The Medfemina Health Centre was the first medical facility in Lower Silesia and Wrocław to introduce the latest generation NIFTY genetic test for Down syndrome, Edwards syndrome and Patau syndrome with 99.9% efficiency. Learn more about the prenatal testing and genetic testing we offer.

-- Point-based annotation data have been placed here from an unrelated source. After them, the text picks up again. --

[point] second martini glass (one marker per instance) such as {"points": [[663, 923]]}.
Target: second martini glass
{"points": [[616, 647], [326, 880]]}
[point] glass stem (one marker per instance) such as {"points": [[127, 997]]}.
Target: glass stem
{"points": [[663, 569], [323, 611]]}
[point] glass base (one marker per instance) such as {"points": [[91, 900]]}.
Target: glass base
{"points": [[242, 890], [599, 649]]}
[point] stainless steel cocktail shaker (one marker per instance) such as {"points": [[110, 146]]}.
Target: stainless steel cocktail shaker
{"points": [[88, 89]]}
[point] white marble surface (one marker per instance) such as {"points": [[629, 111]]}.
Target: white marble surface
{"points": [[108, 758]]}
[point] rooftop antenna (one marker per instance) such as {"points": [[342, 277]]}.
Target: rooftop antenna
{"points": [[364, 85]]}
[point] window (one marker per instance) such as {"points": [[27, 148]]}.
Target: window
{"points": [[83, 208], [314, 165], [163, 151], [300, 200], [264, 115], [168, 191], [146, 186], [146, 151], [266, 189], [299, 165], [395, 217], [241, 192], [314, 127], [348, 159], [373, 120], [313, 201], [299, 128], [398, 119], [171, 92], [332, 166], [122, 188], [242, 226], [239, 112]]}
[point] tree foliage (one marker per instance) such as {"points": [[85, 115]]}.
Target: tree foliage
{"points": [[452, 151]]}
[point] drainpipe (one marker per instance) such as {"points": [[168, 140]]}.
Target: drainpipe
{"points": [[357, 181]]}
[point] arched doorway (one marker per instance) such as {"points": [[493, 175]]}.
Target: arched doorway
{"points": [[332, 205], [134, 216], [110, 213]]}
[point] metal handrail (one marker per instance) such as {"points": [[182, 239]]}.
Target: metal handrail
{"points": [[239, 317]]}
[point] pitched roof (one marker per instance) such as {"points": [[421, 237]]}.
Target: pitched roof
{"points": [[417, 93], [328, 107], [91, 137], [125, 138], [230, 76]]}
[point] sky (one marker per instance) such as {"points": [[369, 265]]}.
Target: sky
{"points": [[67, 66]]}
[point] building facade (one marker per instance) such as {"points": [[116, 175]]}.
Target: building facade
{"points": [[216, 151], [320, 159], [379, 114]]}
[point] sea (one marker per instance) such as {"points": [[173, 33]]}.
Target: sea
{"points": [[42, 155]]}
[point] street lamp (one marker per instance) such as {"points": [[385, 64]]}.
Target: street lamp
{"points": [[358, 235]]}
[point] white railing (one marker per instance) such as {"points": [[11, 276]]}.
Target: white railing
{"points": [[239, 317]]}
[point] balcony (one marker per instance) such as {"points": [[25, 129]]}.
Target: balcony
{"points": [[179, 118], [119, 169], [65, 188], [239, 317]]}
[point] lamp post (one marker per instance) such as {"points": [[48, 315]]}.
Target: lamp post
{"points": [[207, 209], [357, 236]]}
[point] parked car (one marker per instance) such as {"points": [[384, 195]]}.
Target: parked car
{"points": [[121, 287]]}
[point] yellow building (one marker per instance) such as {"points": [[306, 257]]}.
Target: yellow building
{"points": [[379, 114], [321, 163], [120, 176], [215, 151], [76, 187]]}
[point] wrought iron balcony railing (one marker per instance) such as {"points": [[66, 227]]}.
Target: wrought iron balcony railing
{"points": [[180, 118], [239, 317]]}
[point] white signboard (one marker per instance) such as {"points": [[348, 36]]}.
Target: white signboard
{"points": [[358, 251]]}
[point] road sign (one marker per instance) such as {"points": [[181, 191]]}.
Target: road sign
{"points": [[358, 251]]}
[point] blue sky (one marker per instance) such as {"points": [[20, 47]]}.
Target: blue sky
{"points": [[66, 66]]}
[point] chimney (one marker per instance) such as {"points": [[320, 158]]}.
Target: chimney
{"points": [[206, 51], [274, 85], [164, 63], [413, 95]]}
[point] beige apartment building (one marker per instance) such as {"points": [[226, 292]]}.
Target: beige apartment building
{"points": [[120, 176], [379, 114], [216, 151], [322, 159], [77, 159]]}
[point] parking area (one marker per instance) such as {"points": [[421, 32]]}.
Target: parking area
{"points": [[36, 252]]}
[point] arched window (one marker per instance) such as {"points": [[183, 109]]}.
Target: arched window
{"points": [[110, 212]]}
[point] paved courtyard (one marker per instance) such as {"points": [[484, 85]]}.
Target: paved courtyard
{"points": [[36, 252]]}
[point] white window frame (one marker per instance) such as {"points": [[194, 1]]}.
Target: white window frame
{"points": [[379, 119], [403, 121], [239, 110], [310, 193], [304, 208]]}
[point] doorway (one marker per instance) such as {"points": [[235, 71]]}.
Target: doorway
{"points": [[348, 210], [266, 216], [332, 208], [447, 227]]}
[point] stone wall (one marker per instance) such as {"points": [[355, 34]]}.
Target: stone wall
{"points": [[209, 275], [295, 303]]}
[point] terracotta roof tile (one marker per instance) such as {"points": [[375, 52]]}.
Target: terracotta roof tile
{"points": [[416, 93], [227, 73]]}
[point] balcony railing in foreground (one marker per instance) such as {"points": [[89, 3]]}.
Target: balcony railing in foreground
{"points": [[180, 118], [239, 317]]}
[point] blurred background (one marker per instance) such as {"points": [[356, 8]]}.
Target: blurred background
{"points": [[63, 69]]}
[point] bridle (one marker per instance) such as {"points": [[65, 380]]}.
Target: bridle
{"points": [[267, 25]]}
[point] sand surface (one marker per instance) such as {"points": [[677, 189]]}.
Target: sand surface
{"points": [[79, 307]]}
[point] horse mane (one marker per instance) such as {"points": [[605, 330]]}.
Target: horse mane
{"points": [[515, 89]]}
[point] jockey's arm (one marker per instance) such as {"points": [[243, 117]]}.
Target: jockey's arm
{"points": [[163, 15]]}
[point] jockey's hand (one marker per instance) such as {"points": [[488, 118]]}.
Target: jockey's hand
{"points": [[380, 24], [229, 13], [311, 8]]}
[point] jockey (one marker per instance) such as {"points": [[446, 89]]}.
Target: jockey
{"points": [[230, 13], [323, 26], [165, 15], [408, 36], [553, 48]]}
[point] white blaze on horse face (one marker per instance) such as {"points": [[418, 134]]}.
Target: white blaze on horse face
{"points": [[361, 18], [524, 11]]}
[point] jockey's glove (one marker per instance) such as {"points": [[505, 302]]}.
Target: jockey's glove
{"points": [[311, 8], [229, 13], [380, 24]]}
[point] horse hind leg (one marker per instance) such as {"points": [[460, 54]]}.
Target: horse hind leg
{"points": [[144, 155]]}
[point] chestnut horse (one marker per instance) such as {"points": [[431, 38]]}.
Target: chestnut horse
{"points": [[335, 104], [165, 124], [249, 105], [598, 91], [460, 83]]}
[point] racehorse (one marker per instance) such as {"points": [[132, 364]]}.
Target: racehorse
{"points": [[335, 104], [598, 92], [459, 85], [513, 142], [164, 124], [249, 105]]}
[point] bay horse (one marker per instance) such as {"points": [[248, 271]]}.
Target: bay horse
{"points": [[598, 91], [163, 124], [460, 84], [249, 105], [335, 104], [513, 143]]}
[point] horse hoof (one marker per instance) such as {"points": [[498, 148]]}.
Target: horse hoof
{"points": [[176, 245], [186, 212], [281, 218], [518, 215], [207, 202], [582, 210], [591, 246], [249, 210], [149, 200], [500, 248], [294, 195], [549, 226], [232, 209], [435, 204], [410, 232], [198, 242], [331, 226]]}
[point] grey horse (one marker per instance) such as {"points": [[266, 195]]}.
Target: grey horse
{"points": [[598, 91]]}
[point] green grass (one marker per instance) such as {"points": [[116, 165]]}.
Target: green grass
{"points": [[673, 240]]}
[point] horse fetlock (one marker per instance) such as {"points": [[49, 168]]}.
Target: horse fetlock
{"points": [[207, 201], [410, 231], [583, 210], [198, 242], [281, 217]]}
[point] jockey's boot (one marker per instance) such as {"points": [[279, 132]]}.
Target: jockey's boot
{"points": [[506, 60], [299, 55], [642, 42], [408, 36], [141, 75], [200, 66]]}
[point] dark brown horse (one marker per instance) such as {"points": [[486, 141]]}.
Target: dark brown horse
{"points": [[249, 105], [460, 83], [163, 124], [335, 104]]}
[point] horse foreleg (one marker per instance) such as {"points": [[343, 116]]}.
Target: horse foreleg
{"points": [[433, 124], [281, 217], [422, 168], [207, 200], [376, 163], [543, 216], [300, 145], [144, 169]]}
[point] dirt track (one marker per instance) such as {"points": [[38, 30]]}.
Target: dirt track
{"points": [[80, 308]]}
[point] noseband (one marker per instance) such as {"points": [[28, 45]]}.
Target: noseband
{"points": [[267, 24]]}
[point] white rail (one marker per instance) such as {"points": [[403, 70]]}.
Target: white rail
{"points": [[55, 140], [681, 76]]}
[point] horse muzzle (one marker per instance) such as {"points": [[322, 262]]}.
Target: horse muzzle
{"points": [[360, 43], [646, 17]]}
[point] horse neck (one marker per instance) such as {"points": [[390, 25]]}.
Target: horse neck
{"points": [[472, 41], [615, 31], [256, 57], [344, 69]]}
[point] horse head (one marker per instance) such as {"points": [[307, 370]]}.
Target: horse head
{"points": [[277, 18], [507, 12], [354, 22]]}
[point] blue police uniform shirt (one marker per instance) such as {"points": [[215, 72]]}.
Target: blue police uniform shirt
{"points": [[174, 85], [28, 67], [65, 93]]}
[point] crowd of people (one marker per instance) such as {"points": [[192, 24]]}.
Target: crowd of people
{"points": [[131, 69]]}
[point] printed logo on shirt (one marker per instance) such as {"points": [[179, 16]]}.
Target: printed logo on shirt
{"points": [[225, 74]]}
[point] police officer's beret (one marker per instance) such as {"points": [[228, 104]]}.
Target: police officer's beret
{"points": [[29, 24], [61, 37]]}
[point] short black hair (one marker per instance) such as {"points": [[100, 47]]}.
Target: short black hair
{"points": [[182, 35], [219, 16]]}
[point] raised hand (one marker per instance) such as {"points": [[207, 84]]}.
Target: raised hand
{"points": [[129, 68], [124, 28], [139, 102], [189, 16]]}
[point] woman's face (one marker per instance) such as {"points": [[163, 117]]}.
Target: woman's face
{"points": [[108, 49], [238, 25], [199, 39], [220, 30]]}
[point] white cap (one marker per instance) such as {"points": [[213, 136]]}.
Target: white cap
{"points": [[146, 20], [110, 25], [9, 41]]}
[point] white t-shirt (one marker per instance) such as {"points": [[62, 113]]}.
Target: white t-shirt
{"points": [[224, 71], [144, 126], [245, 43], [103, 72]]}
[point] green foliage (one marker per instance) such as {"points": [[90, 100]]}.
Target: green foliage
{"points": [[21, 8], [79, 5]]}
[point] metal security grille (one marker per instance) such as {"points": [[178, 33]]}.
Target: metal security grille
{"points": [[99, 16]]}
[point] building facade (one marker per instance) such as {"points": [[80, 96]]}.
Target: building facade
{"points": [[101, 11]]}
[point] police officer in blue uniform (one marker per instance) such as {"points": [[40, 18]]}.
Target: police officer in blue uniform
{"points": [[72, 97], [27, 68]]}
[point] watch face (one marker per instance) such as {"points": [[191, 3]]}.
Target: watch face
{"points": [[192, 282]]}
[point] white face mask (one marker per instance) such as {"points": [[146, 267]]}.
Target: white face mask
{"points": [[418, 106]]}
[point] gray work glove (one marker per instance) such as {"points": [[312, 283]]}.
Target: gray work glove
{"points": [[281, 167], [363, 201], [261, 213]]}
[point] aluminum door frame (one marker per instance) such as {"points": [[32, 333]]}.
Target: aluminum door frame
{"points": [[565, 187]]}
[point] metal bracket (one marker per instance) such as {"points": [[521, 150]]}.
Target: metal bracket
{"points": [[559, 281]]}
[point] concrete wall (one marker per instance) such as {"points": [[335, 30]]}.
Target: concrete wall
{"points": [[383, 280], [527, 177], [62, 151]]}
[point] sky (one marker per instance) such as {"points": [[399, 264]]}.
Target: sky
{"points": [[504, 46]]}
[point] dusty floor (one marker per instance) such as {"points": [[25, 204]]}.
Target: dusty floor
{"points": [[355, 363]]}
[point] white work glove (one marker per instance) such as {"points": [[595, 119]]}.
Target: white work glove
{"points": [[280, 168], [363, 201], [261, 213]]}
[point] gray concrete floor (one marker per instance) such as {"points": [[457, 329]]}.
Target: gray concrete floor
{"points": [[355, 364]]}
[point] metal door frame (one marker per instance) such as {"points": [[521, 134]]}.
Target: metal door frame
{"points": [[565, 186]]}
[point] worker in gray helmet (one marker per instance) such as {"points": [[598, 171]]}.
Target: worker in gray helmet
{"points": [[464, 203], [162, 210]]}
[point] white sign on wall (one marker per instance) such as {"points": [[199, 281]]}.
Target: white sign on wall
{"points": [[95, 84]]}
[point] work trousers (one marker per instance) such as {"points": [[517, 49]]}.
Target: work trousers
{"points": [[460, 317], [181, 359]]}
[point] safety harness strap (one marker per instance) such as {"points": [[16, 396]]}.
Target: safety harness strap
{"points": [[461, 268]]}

Prenatal tests and genetic tests and examinations offered by the Medfemina Health Centre in Wrocław (click on the appropriate test to find out more):

  1. NIFTY genetic test– prenatal screening for foetal DNA based on maternal blood material

NIFTY test based on detection of genetic material of the baby (baby’s DNA) circulating in the mother’s blood, allows detection of genetic anomalies of the foetus: Down syndrome (Trisomy 21), Edwards syndrome (Trisomy 18) and Patau syndrome (Trisomy 13) with a very high detection rate of 99.9%. An additional advantage of the test is that it’s non-invasive – the test consists in collecting the mother’s blood, isolating the child’s blood and analysing it. Taking a blood sample is similar to the standard blood count procedure. In addition, if desired by the parents, the sex of the baby can be determined with a very high probability (greater than 99%) during the NIFTY test.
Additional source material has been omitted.